Once trained, machine learning models can identify phage candidates predicted to be effective against specific bacterial strains. These predictions are subsequently tested in vitro, confirming their validity against strains not included in the training dataset. Over time, as more data are collected, the models become increasingly refined, improving predictive accuracy to inform how we design phage cocktails.

These approaches are not purely theoretical as collaborative efforts are already underway to implement integrated phage selection workflows at scale today. By combining sequencing, structured data management and predictive modelling, laboratories such as NexaBiome Life Sciences are beginning to incorporate data-driven tools that support more consistent and efficient decision making into their everyday practices.

Advantages of AI-guided phage selection

Imagine a clinical scenario in which a bacterial isolate is sequenced, an algorithm identifies several phages with the highest predicted efficacy, and laboratory testing confirms their activity within days rather than weeks. Such a workflow would not only save time but also enable more precise, personalised interventions against infections that currently resist standard treatment.

Thus, integrating machine learning into phage workflows offers several clear benefits.

• Firstly, efficiency is improved. Traditional phage testing can take weeks, particularly when dealing with rare or resistant strains. Predictive models help prioritise candidates, allowing laboratories to focus on those most likely to succeed.

• Secondly, consistency is enhanced. Standardised datasets and model-driven recommendations reduce variability between operators and laboratories, supporting reproducibility.

• Furthermore, these approaches support personalised therapies. By analysing a patient’s microbiome alongside bacterial genomic data, models may one day identify optimal phage cocktails tailored to individual infections. Predictive algorithms also aid in cocktail design, revealing synergistic combinations that might not be obvious through manual assessment alone.

Perhaps most importantly, machine learning does not replace scientific expertise but amplifies it. By highlighting patterns and connections in complex datasets, algorithms can allow researchers to make more informed decisions, ultimately accelerating the pace at which effective therapies reach patients.

Challenges and considerations

Despite the promise of AI-guided phage selection, several hurdles must be addressed:

• Standardising data collection across laboratories is critical; inconsistent sequencing, annotation, or phenotyping could undermine predictive accuracy.

• Models must be validated rigorously against independent datasets and real-world conditions to ensure reliability.

• Transparency and interpretability are essential. Clinicians and researchers need to understand why a model recommends a particular phage or cocktail, making explainable AI a priority.

• Generating and maintaining large, high-quality datasets requires substantial infrastructure, both computational and experimental.
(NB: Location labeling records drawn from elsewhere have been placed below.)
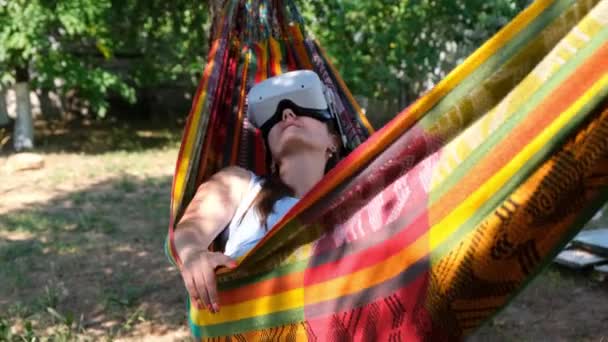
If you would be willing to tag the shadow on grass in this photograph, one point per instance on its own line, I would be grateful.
(93, 261)
(96, 137)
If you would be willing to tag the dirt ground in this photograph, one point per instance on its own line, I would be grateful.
(81, 248)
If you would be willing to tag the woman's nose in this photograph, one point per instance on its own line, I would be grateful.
(288, 114)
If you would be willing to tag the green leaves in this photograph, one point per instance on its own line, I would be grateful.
(397, 49)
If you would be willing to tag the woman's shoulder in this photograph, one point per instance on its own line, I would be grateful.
(236, 176)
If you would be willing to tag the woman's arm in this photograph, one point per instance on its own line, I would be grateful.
(210, 211)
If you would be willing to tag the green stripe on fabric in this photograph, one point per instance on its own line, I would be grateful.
(524, 173)
(497, 60)
(250, 324)
(520, 114)
(275, 273)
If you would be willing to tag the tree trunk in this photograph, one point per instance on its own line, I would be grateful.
(23, 136)
(4, 119)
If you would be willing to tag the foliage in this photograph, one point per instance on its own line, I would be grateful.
(76, 44)
(390, 49)
(397, 49)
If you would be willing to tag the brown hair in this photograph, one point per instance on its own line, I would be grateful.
(273, 188)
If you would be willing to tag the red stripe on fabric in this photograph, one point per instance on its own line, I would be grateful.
(206, 154)
(188, 126)
(541, 117)
(408, 233)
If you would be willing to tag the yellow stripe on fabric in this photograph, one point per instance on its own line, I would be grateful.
(462, 146)
(277, 57)
(331, 289)
(441, 231)
(404, 122)
(240, 117)
(480, 56)
(287, 300)
(191, 134)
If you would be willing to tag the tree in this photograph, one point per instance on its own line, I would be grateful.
(397, 49)
(70, 46)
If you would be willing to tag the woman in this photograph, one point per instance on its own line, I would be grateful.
(294, 113)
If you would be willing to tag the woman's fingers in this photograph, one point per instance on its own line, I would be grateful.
(209, 275)
(200, 279)
(202, 284)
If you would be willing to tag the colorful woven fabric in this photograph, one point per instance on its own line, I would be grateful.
(435, 221)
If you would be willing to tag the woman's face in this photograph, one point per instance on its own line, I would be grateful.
(299, 133)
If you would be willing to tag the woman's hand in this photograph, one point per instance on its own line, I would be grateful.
(198, 272)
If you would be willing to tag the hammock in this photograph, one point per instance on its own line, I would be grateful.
(434, 222)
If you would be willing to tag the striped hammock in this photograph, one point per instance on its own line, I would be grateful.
(435, 221)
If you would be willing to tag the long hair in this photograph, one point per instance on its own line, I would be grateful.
(273, 187)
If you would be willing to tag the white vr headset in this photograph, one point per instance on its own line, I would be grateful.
(302, 91)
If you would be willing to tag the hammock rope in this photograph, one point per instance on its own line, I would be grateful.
(432, 223)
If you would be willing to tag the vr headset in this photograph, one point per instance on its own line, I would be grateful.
(302, 91)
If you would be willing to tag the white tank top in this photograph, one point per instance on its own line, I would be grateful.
(244, 234)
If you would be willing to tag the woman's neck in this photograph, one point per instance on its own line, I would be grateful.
(302, 171)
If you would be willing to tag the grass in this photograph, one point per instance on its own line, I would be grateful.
(87, 262)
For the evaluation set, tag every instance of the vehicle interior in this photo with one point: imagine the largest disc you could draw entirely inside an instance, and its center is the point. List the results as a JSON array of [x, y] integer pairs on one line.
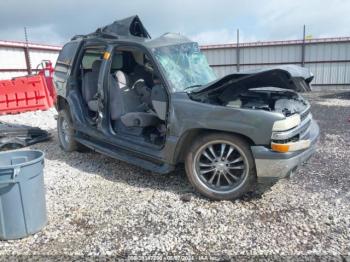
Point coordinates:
[[137, 99]]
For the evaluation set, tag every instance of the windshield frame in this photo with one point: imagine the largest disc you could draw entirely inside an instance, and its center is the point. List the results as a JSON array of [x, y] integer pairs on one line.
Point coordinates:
[[174, 88]]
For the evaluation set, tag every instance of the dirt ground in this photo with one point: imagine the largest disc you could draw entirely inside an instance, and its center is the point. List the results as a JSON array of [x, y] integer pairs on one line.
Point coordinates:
[[98, 206]]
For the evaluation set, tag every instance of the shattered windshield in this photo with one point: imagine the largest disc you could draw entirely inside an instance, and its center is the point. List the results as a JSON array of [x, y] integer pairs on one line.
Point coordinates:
[[185, 66]]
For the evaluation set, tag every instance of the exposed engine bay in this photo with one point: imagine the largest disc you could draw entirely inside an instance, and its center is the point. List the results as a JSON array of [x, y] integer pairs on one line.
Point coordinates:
[[274, 99], [271, 90]]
As the field grows, ongoing investment in databases, sequencing capacity, and bioinformatic tools will be necessary to realise the full potential of machine learning in phage therapy.

A vision for the future

Looking ahead, the integration of machine learning into phage selection workflows has the potential to boost the field. Rather than relying solely on manual testing, researchers could use predictive tools to rapidly narrow the range of candidate phages, validate them experimentally, and deliver tailored therapies more efficiently.
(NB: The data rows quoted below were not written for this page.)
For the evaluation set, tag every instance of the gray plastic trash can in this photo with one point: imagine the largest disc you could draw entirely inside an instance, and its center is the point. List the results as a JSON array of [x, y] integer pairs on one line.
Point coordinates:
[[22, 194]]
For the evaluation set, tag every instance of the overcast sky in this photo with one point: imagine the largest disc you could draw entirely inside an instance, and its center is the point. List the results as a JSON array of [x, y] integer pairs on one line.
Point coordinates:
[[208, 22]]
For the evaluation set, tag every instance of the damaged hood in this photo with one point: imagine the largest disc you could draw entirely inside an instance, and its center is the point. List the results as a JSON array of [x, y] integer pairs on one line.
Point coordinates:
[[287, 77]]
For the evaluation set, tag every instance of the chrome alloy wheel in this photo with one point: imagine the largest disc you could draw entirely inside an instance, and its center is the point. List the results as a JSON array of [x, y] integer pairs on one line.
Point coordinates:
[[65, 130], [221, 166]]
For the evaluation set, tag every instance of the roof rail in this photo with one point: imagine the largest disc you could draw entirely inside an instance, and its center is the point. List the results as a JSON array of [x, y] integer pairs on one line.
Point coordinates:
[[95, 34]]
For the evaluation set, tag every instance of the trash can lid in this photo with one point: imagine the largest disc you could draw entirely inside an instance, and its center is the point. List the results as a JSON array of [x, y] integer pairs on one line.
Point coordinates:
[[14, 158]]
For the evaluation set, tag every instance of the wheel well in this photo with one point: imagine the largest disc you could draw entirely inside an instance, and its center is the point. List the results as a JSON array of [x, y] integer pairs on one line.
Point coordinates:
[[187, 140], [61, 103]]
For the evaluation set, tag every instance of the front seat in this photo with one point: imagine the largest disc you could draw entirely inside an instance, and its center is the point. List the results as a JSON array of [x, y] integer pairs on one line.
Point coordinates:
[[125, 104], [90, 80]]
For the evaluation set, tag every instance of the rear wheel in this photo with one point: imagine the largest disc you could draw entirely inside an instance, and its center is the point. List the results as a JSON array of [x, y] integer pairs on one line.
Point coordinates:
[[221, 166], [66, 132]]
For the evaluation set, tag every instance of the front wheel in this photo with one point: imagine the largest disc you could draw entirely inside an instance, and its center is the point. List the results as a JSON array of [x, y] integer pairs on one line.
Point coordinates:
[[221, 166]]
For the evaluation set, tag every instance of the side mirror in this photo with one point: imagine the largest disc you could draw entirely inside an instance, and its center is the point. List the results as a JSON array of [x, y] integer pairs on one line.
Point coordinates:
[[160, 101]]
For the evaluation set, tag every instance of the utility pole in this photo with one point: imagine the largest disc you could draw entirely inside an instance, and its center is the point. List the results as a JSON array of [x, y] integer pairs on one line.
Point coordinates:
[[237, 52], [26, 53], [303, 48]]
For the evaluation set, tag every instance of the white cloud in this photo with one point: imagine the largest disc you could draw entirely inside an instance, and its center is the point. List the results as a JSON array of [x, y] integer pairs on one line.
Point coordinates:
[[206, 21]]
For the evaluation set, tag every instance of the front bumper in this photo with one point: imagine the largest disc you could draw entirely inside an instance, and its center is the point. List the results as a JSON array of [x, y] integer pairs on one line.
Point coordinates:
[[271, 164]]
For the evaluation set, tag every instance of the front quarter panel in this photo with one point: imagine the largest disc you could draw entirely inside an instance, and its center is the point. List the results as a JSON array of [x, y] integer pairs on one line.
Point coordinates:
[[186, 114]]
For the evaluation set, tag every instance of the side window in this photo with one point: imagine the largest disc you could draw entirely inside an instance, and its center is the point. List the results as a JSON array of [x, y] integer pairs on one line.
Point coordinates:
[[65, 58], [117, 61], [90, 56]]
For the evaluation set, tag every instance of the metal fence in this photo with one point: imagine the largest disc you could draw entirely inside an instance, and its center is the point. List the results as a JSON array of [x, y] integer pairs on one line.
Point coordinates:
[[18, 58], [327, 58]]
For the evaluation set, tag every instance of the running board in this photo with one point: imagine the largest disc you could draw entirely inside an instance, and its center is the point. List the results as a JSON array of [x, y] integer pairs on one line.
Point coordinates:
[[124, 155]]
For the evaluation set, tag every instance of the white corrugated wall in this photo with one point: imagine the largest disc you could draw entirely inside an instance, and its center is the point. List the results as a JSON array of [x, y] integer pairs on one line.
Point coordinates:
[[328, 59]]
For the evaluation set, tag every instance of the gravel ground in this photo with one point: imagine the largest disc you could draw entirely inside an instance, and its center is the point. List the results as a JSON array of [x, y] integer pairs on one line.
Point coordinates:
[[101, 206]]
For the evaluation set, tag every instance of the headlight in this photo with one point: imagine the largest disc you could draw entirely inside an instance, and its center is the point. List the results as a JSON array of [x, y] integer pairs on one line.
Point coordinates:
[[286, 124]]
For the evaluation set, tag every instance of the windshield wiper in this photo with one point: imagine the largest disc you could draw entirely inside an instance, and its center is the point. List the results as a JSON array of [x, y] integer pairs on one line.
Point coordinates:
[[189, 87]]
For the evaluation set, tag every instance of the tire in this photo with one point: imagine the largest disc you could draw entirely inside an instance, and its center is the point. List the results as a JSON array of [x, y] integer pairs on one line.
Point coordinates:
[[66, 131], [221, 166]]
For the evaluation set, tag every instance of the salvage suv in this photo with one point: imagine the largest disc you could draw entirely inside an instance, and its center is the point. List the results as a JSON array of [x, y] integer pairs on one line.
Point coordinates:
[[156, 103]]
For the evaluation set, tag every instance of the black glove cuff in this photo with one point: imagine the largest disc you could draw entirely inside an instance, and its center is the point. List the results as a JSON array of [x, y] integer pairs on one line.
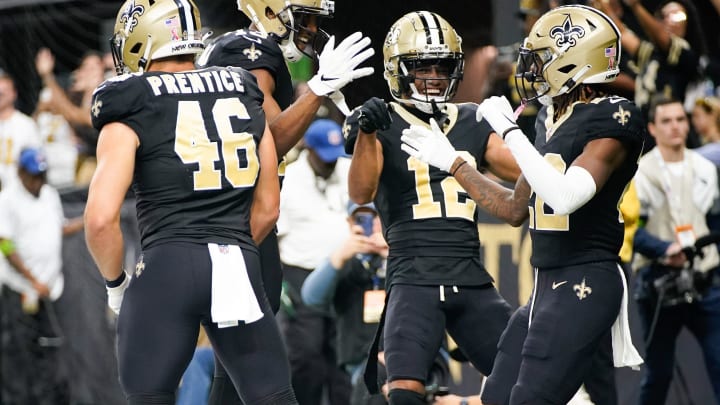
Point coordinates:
[[507, 131], [117, 281]]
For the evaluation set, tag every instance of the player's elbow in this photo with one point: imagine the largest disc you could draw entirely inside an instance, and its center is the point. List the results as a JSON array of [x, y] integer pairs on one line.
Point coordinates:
[[360, 195], [517, 220], [98, 222]]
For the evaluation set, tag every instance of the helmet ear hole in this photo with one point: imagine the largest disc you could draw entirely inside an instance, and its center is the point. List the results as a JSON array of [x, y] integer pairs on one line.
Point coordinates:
[[567, 68]]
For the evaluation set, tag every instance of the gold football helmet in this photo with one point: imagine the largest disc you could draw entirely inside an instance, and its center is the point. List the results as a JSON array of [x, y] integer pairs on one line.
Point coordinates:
[[567, 46], [417, 40], [146, 30], [288, 22]]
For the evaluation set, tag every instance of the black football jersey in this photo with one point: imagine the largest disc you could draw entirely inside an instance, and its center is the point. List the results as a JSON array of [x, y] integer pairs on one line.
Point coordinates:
[[425, 212], [197, 163], [251, 50], [595, 231]]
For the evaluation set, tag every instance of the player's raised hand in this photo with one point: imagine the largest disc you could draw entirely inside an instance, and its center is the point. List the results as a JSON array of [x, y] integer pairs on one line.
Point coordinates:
[[337, 66], [429, 145]]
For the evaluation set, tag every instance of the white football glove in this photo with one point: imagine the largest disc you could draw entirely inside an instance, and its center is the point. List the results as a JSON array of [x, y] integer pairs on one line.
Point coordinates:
[[115, 295], [499, 113], [429, 145], [337, 67]]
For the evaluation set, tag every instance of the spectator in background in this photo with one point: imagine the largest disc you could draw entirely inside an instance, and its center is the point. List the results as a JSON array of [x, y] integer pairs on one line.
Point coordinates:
[[350, 283], [75, 104], [313, 224], [59, 142], [32, 225], [676, 188], [624, 83], [670, 59], [203, 167], [706, 121], [17, 131]]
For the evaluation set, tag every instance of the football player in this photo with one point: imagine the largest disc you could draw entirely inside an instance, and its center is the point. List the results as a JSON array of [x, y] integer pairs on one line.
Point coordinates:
[[283, 31], [571, 185], [196, 148], [435, 278]]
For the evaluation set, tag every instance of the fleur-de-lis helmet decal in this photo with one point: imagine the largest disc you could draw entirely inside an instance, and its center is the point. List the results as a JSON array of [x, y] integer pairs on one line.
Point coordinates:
[[567, 33], [566, 47], [130, 15], [146, 30]]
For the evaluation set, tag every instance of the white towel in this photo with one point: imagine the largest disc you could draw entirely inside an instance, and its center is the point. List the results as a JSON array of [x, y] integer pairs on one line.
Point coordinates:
[[624, 353], [233, 298]]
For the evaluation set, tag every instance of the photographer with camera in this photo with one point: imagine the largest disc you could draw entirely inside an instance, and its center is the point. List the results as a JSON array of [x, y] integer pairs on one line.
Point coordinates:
[[351, 282], [676, 188]]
By combining biological expertise with computational prediction, emerging workflows keep scientific judgement at the centre of phage selection while benefiting from increasingly powerful data-driven tools. As sequencing technologies and machine learning models mature, this integrated approach offers a practical and reproducible way to improve how phages are selected, bringing faster and more targeted options to help treat patients in need.